Madeleine secoua la tête. Elle n’avait jamais compris ce que sa fille avait pu trouver à cet homme, mais l’heure n’était plus aux regrets.
— Philippe, cet enfant a besoin de fruits frais, de légumes, de vraie viande et de céréales. Je t’envoie de l’argent tous les mois pour que tu puisses lui acheter tout ce dont il a besoin ! Pourtant, on me dit qu’il se promène dans des vêtements déchirés et qu’il est toujours sale. Qu’est-ce qui se passe dans cette maison ?
Philippe bâilla.
— Les vêtements usés, c’est la preuve qu’on mène une vie saine. Je suis certain que Nathalie, la commère de l’immeuble d’à côté, a tout inventé. Ne l’écoute pas, Madeleine. Je sais parfaitement comment élever mon fils.
— Oui, le nombre de bouteilles vides autour de ton fauteuil et le chaos de cet appartement le prouvent très bien. Quand as-tu fait une lessive pour la dernière fois ? Et…
Elle parcourut la pièce du regard et remarqua que de nombreuses affaires avaient disparu.
— Où sont les jouets de Lucas et son équipement de sport ?
— Il préfère l’électronique. Les enfants d’aujourd’hui sont tous comme ça.
— Pourtant, c’est moi qui paie ses entraînements au club de football.
— Il ne voulait plus y aller, répondit Philippe avec un geste désinvolte de la main.
Madeleine laissa échapper un long soupir.
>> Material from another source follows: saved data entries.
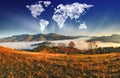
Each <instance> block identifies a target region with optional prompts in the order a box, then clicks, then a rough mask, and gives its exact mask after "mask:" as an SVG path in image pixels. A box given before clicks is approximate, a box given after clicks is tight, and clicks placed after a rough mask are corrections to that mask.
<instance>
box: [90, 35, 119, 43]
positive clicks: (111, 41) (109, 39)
mask: <svg viewBox="0 0 120 78" xmlns="http://www.w3.org/2000/svg"><path fill="white" fill-rule="evenodd" d="M91 41H102V42H114V43H120V35H117V34H113V35H111V36H101V37H93V38H92V39H90V40H88V42H91Z"/></svg>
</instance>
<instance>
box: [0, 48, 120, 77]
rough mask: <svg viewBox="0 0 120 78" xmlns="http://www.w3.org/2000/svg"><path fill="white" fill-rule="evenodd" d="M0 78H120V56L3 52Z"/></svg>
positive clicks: (21, 52) (9, 49)
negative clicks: (89, 77) (99, 77)
mask: <svg viewBox="0 0 120 78" xmlns="http://www.w3.org/2000/svg"><path fill="white" fill-rule="evenodd" d="M4 49H7V48H4V47H0V78H78V77H81V78H89V77H91V78H93V77H95V78H97V77H101V78H103V77H105V78H108V77H113V78H119V77H120V72H119V71H120V54H119V53H111V54H99V55H97V54H96V55H82V54H79V55H66V54H49V53H46V52H45V51H43V52H41V53H37V52H34V53H31V52H20V51H19V52H17V51H16V52H13V51H12V50H11V49H7V50H8V51H10V52H7V51H2V50H4Z"/></svg>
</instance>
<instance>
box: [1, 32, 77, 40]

— Écoute-moi bien, Philippe. Tu peux me prendre pour une vieille mégère, mais je ne laisserai pas les choses continuer ainsi. Soit tu changes de comportement, soit je ferai en sorte que Lucas vive dans des conditions normales.
Revenu au présent, Lucas poursuivit la lettre de sa grand-mère :
« Je t’en prie, reste avec Julien et Thomas, Lucas. Ils t’aiment et peuvent t’offrir ce que ton père n’a jamais su te donner. Tu sais que je t’ai toujours aimé, comme ta mère t’aimait. Fais le bon choix. Avec tout mon amour, mamie. »
Lucas replia soigneusement la lettre et la glissa dans sa poche. Puis il prit les documents juridiques et commença à les lire.
L’enfant savait qu’une décision terrible l’attendait.